For ease of use, considering the various software and dependencies required, we strongly recommend using our Docker image. After installing Docker, you can pull our Docker image using the following command:

docker pull ghcr.io/ocmalde/fuse-phylotree:v1.0.0

Run the Docker Image

First, you need to create a container, linked to your workspace, and connect to it interactively:

docker run -it --entrypoint /bin/bash -v "$(pwd):/workspace" -w /workspace ghcr.io/ocmalde/fuse-phylotree:v1.0.0

Then you can simply execute the whole pipeline using:

python3 /fuse-phylotree/fuse-phylotree.py <sequences.fasta> <annotations.csv> <gene_tree.tree>

To quit it, simply type exit

Example with test files provided in the Docker image (you need to connect to the container first):

cd test_dir/ && python3 ../fuse-phylotree/fuse-phylotree.py --infer_gene_tree INFER_GENE_TREE 712buddy37seq.fasta leaf_Manual_712.csv

If you already made a container, you can obtain its <CONTAINER ID> using docker ps -a.
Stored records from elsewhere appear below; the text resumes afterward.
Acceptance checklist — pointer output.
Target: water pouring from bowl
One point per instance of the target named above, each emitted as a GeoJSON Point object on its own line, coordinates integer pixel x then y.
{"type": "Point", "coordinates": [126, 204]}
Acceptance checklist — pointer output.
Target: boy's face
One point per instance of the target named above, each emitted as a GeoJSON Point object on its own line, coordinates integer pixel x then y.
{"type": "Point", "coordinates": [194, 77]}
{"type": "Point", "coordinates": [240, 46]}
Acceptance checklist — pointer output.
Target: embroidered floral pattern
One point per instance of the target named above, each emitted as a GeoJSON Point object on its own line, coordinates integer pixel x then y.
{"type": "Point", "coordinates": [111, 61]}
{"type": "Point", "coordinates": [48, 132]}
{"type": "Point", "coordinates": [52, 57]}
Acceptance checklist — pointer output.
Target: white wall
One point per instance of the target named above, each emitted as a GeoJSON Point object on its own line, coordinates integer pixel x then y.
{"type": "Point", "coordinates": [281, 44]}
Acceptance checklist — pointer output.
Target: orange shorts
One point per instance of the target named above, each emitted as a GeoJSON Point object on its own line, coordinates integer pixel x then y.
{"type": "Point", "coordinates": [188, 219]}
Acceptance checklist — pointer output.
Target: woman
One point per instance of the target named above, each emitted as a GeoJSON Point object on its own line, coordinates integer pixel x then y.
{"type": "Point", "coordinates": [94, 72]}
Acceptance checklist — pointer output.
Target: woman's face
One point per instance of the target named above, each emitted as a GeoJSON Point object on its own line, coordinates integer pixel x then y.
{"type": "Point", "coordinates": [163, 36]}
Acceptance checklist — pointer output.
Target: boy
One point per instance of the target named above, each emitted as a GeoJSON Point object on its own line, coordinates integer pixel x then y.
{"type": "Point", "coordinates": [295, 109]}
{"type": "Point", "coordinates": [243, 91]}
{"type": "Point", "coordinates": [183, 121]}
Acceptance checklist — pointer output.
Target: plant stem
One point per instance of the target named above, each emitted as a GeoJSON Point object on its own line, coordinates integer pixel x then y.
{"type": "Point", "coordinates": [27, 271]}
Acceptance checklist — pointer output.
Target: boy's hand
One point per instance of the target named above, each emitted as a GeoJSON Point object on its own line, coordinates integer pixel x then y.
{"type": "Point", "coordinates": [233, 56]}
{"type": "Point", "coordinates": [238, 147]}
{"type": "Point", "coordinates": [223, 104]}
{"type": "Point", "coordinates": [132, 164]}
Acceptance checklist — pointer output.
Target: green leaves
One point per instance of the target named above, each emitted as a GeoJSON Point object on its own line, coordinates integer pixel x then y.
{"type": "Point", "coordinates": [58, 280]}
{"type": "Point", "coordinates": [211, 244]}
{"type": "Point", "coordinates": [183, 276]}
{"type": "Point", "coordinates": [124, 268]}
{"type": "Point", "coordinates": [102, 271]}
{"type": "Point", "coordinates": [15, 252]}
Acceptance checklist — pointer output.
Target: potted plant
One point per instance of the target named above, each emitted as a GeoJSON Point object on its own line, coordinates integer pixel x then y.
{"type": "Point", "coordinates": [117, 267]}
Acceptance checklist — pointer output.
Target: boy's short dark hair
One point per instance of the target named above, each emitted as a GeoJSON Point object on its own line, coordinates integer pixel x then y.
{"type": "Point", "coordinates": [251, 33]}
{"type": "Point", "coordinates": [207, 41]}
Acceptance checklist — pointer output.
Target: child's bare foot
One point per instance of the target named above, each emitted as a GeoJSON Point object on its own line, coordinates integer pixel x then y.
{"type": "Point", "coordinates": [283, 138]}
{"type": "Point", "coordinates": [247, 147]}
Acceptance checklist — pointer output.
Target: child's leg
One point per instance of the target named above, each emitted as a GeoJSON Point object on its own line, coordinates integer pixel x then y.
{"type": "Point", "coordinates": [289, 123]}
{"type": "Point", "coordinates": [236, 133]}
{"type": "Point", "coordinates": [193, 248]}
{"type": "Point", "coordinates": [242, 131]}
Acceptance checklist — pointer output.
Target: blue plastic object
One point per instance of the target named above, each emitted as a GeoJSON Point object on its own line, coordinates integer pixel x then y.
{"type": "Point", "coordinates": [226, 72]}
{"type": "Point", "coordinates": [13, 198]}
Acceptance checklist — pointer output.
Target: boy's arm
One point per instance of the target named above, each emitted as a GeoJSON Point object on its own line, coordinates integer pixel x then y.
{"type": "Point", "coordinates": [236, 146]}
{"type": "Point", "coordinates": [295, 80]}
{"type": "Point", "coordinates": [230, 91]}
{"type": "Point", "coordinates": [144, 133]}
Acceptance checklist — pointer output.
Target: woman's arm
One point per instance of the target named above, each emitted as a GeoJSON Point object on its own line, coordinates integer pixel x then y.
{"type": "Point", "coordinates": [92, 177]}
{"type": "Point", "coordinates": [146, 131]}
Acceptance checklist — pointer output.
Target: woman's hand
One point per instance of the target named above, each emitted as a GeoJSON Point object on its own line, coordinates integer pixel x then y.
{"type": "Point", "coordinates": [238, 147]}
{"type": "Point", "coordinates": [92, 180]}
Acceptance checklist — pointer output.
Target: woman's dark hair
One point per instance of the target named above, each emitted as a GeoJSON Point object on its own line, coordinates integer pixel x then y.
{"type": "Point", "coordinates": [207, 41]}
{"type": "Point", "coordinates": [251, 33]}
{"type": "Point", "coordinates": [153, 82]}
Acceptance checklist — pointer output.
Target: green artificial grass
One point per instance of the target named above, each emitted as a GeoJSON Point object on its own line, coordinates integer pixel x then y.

Using the <CONTAINER ID>, you can connect to the existing container with:

docker start <CONTAINER ID> && docker attach <CONTAINER ID>

To use move file from/to the container, use:

docker cp <CONTAINER ID>:/path/in/container/ /path/in/local

🌀 Singularity Image Usage

Singularity Installation

On most High Performance Computing clusters, you can directly pull our Singularity image using the following command:

singularity pull fuse-phylotree.sif https://github.com/OcMalde/fuse-phylotree/releases/download/V1.0.0/fuse-phylotree.sif

Run the Singularity Image

singularity exec fuse-phylotree.sif python3 /fuse-phylotree/fuse-phylotree.py <sequences.fasta> <annotations.csv> <gene_tree.tree>

To build a sequence dataset based on orthogroups

Using simple lists of RefSeq IDs proteins and a FUSE-PhyloTree Docker or Singularity image, you can easily generate a formatted FASTA file for the pipeline. This file will contain the longest protein sequence for each homolog (both orthologs and paralogs) in your input family. Simply run one the following script:

make_orthogroup_fasta.sh

Usage: make_orthogroup_fasta.sh <id_seq_file> <name> <docker_image|singularity_image_path>

📑 <id_seq_file> short example:

NP_001987.2
NP_006476.2
NP_006477.2
NP_006478.2
...

Refer to this file for the fibulin file example.

Standalone Modules

Modules

Specific modules of the pipeline can be executed independently (see their --help for all usage details).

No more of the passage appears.